During the radical phase of the French Revolution, all ties to Christianity became suspect. “Citizen-Priests” who had previously established their support of the Revolution were forced to prove that support through a variety of means, including abdicating their vows—or, if they preferred, getting married. These clerical marriages are the focus of Unnatural Frenchman, a brief but well-researched and often moving book about the thousands of Gallican priests who married during the Revolutionary era.

E. Claire Cage takes a long-term view of this phenomenon. Starting with a (mostly superfluous) discussion of the history of Catholic clerical celibacy, Cage then turns to the debate over clerical celibacy in the French Enlightenment, before devoting the three remaining chapters to a discussion of the Revolutionary and Napoleonic eras. Clerical celibacy had been a target of a number of Enlightenment authors, a discussion often tied in with the accounts of priests’ sexual misadventures. The arrival of the Revolution increased the volume of this discussion. Although the relationship between the Revolution and the Catholic Church was a problem from the start of the Revolution in 1789, it was during the Radical Revolution of 1793–94 that clerical marriage became a major political issue.

The book’s strength lies in the rich detail provided by Cage, particularly from the Terror and from the Napoleonic era.

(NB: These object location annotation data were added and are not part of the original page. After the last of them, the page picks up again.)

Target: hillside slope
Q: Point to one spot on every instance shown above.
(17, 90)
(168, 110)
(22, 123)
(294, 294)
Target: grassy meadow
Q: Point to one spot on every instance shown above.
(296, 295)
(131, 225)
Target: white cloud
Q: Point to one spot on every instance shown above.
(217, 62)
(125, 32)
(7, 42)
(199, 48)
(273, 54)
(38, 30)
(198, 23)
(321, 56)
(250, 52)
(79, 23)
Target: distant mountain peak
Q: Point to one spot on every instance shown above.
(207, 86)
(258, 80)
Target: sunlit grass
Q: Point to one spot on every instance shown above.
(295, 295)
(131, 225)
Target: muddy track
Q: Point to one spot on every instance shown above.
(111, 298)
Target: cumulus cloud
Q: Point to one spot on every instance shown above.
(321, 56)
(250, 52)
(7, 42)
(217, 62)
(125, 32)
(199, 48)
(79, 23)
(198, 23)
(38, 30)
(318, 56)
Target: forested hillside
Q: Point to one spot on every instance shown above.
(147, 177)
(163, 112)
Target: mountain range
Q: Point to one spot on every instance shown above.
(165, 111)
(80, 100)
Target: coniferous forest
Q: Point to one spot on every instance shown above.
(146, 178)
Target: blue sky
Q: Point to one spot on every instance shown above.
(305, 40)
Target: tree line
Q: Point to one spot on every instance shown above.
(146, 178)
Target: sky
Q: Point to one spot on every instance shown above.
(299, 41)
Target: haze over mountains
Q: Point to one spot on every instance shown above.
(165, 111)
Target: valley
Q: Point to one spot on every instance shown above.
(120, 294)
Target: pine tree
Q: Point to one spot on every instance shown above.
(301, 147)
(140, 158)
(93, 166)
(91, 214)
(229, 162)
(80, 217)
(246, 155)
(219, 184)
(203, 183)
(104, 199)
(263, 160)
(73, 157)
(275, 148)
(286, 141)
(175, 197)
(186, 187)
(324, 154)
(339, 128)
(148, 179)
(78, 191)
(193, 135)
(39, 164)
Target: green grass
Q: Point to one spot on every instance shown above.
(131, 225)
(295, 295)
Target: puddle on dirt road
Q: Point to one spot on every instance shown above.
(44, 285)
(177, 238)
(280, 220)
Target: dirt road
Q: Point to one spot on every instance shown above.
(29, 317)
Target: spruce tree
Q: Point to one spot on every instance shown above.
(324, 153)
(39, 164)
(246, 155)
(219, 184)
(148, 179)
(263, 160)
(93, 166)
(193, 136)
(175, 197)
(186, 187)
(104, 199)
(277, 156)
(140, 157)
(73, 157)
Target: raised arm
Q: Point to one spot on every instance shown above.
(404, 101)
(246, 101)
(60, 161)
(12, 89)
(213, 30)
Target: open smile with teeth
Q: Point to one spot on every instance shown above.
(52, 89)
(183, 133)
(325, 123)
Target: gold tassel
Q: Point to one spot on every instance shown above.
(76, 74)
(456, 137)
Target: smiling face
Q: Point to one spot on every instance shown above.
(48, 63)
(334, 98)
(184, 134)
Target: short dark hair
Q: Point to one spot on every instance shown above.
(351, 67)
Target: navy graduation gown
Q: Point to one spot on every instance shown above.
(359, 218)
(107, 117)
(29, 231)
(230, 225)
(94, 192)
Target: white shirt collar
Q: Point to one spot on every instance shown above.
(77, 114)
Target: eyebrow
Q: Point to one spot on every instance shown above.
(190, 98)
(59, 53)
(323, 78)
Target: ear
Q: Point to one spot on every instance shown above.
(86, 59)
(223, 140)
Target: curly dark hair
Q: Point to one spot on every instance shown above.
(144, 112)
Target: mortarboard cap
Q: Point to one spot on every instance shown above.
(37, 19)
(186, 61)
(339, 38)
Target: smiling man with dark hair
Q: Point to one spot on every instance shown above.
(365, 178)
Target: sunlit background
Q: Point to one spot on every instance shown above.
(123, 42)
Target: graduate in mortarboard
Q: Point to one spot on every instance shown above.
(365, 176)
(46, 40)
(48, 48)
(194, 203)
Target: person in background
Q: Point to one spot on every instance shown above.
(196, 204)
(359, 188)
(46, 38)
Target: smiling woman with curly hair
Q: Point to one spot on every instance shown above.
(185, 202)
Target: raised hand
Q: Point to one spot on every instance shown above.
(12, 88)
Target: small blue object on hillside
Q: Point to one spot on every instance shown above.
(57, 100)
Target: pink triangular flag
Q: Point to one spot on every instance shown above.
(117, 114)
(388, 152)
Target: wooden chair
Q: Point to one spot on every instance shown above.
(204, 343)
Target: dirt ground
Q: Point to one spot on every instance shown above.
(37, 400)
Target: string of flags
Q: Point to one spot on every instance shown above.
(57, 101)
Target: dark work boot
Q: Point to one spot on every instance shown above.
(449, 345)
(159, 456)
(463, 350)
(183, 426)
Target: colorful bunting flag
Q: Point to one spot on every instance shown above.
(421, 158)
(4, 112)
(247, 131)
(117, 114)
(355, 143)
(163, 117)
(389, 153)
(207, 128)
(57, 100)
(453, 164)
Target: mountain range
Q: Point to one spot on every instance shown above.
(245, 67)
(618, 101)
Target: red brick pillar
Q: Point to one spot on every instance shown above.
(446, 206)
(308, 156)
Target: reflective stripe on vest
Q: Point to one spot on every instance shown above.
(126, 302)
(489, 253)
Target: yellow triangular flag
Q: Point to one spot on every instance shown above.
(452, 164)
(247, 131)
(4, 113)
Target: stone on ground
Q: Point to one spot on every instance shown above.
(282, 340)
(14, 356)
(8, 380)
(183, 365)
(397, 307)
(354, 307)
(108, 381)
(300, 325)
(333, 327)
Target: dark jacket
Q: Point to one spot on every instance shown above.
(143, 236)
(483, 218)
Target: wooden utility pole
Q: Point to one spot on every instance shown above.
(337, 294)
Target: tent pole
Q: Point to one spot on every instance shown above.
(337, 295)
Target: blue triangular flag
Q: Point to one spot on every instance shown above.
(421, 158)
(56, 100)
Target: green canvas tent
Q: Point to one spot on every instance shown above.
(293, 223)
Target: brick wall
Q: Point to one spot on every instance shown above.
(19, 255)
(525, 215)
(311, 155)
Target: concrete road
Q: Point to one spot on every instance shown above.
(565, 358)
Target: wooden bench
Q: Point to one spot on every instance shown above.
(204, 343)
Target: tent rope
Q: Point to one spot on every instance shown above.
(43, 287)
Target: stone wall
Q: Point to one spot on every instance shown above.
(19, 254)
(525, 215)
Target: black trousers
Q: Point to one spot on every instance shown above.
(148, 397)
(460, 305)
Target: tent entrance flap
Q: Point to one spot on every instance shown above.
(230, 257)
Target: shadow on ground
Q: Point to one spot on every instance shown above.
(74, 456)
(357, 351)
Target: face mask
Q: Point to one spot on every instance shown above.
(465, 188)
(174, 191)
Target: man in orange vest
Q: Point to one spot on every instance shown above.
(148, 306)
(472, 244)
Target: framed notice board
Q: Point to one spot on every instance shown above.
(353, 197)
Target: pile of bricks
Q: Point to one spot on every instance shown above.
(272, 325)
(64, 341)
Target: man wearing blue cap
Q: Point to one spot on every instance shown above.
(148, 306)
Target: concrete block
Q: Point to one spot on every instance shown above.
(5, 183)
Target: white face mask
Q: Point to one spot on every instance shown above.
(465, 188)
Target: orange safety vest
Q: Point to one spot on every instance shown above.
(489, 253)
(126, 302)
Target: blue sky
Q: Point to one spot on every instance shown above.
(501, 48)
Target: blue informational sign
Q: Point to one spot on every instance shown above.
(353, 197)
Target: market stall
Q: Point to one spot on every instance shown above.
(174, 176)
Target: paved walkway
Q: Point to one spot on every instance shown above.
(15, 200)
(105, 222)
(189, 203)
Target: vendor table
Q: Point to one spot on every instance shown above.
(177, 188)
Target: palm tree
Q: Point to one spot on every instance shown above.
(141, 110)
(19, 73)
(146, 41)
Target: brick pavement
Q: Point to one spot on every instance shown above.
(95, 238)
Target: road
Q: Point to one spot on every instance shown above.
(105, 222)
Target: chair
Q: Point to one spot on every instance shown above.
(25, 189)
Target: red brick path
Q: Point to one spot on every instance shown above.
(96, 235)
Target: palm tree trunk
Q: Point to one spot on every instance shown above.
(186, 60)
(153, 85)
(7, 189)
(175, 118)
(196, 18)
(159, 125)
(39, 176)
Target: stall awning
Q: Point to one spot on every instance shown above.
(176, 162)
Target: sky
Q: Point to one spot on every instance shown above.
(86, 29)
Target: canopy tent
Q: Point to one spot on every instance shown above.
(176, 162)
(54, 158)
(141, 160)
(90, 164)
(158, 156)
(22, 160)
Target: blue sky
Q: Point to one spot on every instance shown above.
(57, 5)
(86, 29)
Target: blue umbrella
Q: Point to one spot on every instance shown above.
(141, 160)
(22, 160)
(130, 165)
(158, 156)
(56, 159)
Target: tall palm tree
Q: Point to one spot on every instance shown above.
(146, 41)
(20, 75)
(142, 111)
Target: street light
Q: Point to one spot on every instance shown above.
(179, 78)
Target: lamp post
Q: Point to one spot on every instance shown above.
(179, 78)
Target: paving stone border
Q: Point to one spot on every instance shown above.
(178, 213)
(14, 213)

Cage helps make sense of the choices faced by clerics and the decisions they made—from the clerics who stood up for priestly celibacy during the Terror and those who married to protect themselves but tried to stay as true as possible to their vows to those who embraced their new status as husbands and fathers. When faced with the possibility of reconciliation with the Church under Napoleon, their choices were just as diverse (and far better documented). Meanwhile, both eras included any number of priests whose sexual practices were frowned on by opponents and supporters of clerical celibacy alike.

Cage gives more importance to some of her material than it warrants. The debates over clerical celibacy that she painstakingly reconstructed were a nonfactor [End Page 844] during the Revolution’s early years, contrary to Cage’s depiction. Nor is she convincing in her claim that the long-term tensions between “understandings of what it meant to be a celibate clergyman and what it meant to be a good citizen” undermine the historiographically dominant view of the “essentially contingent” (p. 63) nature of the split between the Revolution and the Church. These shortcomings are more than made up for by the ways in which Cage re-creates the dilemmas faced by clerics—including, in some cases, the dilemmas that had originally led some women and men into vocations for which they were not particularly suited. Although Cage is sympathetic to the choices priests faced, the book provides a welcome counter-balance to the overly sympathetic accounts of the counter-revolutionary clergy common in histories of the revolutionary clergy.

Cage mentions the shadow cast over the book by current attempts to end clerical predations on minors in the Catholic Church and is well aware of the larger cultural attempts to move beyond heteronormativity and to validate women’s experiences. She includes brief discussions of Old Regime sodomy, the decisions made by women to enter the convent, and their experiences once they were forced to leave it. The focus of the book, however, is on the parish priests who lived through the Revolution. Theirs was a rich and varied history indeed and well worth the attention that it receives in Cage’s fine book.